The time has come for the developed world to attend to its own problems, and stop lecturing emerging economies about what is right and what is wrong, Finance Minister Palaniappan Chidambaram said on Monday.

As growth looks sure to slow in much of the rich world, partly due to the fallout from reckless lending in the United States, new economic powerhouses like India say they are tired of being told what to do.

"For too long the advanced economies have told the developing economies that this is right and this is wrong," Chidambaram told Reuters on the sidelines of the annual meetings of the International Monetary Fund and World Bank.

India has been one of the most vocal emerging countries pushing for changes in the IMF to reflect the rising economic strength of the developing world.

The Indian minister missed out on being elected head of the IMF's steering committee, the International Monetary and Financial Committee, after the job went to a European, Italian Economy Minister Tommaso Padoa-Schioppa. as has almost always been the case.

The selection of Padoa-Schioppa followed quickly on the heels of a decision to give the IMF's top job of managing director to France's Dominique Strauss-Kahn, much to the chagrin of those who say the global lender needs to reflect better the world's changing economic landscape, in which China and India are big players.
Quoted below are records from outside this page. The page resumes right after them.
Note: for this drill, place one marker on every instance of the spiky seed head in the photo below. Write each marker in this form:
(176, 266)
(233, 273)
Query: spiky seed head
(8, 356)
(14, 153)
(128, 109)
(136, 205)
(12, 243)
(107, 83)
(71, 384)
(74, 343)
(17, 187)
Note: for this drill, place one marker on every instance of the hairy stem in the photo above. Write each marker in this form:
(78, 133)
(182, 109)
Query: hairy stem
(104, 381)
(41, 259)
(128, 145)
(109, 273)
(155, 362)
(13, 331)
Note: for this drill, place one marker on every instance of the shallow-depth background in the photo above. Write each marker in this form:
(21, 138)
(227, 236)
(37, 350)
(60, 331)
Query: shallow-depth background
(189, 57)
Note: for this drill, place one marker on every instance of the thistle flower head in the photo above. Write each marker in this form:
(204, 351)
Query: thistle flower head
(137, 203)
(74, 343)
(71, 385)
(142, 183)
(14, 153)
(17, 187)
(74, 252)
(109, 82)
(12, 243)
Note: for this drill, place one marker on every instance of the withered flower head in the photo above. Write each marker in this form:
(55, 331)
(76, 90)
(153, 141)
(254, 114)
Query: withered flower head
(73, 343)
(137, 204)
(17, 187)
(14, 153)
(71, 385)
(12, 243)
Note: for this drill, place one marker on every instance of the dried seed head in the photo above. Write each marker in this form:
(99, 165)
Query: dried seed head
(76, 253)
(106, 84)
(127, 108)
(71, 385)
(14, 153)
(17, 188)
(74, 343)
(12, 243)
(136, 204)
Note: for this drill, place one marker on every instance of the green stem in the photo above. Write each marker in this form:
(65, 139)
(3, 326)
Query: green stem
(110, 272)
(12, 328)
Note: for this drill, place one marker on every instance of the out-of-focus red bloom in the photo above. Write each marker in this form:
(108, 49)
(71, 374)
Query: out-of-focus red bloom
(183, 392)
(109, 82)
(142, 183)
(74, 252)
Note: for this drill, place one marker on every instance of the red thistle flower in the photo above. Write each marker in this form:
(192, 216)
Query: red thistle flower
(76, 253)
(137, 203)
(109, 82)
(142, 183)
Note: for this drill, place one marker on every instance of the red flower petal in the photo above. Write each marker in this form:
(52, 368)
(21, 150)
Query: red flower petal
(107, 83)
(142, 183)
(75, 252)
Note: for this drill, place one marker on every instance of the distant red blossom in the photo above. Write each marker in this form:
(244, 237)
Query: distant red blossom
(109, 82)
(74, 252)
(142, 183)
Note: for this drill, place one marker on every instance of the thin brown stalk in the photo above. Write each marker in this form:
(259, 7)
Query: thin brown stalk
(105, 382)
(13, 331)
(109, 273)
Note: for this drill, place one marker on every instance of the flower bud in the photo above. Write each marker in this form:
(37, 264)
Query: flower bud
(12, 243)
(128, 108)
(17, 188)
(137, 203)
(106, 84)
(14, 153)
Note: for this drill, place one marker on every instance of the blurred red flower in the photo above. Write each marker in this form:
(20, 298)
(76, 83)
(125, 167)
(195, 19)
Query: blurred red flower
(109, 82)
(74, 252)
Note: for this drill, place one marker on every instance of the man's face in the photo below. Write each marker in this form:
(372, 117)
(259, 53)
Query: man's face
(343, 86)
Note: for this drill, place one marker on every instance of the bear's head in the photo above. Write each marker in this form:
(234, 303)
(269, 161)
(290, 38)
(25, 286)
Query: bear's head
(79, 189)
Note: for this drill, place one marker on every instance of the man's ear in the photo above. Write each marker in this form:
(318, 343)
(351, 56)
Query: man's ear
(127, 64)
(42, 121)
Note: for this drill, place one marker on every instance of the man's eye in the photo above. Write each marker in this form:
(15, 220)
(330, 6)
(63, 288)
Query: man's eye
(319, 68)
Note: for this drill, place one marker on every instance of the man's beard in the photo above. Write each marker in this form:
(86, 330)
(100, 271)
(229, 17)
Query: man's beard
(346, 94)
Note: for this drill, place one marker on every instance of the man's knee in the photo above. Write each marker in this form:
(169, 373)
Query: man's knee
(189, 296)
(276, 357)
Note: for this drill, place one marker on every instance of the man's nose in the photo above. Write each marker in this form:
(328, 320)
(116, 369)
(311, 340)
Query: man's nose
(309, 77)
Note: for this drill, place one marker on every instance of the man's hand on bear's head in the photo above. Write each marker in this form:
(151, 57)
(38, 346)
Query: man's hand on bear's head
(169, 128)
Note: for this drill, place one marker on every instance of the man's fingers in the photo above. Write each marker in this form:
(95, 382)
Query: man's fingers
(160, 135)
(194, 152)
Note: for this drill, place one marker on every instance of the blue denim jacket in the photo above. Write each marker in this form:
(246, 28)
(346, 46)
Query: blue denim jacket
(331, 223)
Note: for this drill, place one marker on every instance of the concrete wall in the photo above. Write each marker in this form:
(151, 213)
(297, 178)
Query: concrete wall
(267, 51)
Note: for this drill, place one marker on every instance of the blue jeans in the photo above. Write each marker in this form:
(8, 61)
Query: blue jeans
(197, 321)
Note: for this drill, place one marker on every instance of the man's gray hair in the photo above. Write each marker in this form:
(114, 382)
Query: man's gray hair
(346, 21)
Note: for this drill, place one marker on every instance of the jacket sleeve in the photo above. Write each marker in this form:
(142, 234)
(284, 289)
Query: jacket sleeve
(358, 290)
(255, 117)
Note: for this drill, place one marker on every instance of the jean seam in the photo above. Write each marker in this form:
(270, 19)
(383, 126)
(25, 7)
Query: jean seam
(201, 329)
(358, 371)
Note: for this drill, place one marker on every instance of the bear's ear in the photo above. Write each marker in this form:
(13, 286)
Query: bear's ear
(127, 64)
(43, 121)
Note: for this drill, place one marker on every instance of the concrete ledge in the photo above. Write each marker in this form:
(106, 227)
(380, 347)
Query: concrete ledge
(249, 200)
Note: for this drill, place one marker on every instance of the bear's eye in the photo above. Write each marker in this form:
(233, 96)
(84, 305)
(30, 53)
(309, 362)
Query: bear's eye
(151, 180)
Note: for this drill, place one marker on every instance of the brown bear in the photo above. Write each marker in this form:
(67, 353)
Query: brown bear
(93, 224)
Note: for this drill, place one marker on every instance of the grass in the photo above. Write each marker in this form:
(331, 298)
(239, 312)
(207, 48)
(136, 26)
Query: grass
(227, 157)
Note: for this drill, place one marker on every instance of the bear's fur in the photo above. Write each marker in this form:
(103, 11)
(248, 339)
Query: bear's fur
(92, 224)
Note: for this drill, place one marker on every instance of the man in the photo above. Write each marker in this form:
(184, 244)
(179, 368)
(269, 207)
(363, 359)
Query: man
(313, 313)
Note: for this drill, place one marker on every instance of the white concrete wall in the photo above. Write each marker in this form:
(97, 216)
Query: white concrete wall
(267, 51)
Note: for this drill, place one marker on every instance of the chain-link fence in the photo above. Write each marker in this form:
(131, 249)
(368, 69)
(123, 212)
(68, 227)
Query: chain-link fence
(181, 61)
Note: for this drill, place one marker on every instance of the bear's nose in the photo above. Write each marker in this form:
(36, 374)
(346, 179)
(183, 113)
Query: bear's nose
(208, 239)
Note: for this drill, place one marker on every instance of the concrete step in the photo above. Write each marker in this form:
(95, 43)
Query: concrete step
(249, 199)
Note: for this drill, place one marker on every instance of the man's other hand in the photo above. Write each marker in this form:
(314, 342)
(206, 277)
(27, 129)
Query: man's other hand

Chidambaram said that in future these jobs should be opened to countries beyond Europe.

But his biggest criticism was of financial authorities in developed countries for not keeping up with the new and complex financial market instruments that lay behind recent credit market turmoil.

"Their regulators have fallen behind. They are beginning to rethink their regulatory structure," he said.

"I am told in the UK there is urgent consideration of the fact that response is divided between three separate institutions - the Financial Services Authority, the Bank of England and the government. They want to know where the buck stops," he said.

Britain suffered its first bank run in more than a century last month after mortgage lender Northern Rock fell foul of the global credit crunch, which started as a result from defaults in the US mortgage market but soon spread elsewhere.

"Thanks to the present crisis which originated in the advanced economies. I think developed economies will listen more to the developing economies' point of view," Chidambaram said.

It also showed that India was right to be cautious about opening up its economy and only proceeding once the correct regulations were in place, he said.

"In the name of innovation, regulators or governments in the advanced economies have fallen behind the curve," he said.

"The lesson is that the model we have adopted, cautious calibrated opening of the economy, is perhaps the right model."

"Regulation must stay one step ahead of innovation," he added.